This is an ncnn implementation of the VITS library that supports cross-platform GPU-accelerated speech synthesis.
The project is forked from weirdseed/Vits-Android-ncnn, Thanks to the original author for their contribution.
🔍 Prepare dependencies
Get the ncnn static library suitable for your runtime environment from its wiki or ncnn/releases.
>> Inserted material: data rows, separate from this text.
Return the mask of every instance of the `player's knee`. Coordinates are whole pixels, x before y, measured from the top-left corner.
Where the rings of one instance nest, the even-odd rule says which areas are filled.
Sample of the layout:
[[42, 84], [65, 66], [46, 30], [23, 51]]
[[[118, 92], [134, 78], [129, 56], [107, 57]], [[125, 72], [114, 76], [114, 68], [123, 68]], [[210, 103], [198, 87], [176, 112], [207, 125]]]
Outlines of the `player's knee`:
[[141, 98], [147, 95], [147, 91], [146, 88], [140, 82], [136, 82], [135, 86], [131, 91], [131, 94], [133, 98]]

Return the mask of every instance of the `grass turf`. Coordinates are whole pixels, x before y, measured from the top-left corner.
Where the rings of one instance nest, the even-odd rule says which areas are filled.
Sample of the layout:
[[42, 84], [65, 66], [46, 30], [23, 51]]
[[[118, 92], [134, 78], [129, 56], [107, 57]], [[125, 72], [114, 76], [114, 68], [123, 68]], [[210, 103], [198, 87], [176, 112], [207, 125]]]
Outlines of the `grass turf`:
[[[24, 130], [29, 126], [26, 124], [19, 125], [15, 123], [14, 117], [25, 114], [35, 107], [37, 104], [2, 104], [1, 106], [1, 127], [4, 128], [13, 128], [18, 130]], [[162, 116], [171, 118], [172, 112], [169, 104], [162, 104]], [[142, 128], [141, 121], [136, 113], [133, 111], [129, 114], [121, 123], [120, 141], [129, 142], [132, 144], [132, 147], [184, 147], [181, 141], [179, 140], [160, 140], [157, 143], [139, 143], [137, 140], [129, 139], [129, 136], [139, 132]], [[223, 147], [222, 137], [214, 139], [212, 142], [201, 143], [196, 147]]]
Place it in the root directory ncnn folder like this:
ncnn
├─bin
├─include
└─lib
🛠️ Compile the project
a. libvits-ncnn
Execute in the repo root directory:
mkdir build && cd build
cmake .. -DCMAKE_CXX_COMPILER=/usr/bin/clang++ -DCMAKE_C_COMPILER=/usr/bin/clang
make
After compilation, you can find libvits-ncnn.so
in the build directory.
b. vits-cli
Enter the demo
directory and execute:
mkdir build && cd build
cmake .. -DCMAKE_CXX_COMPILER=/usr/bin/clang++ -DCMAKE_C_COMPILER=/usr/bin/clang
make
After compilation, you can find vits-cli
in the build directory.
🚀 Run the demo
In the directory where vits-cli
is located, prepare the dependencies required for running:
a. Download the openjtalk dictionary file and unzip it;
b. Download the VITS ncnn model, unzip the Atri part to the atri/
directory (for testing the monophonic model), and extract 365_epochs
to the 365_epochs/
directory (for testing the multi-tone model).
c. Download the VITS ncnn params (single
/multi
directories).
At this time, the directory has:
build
├─vits-cli
├─365_epochs
├─atri
├─multi
├─open_jtalk_dic_utf_8-1.11
└─single
Now execute ./vits-cli
.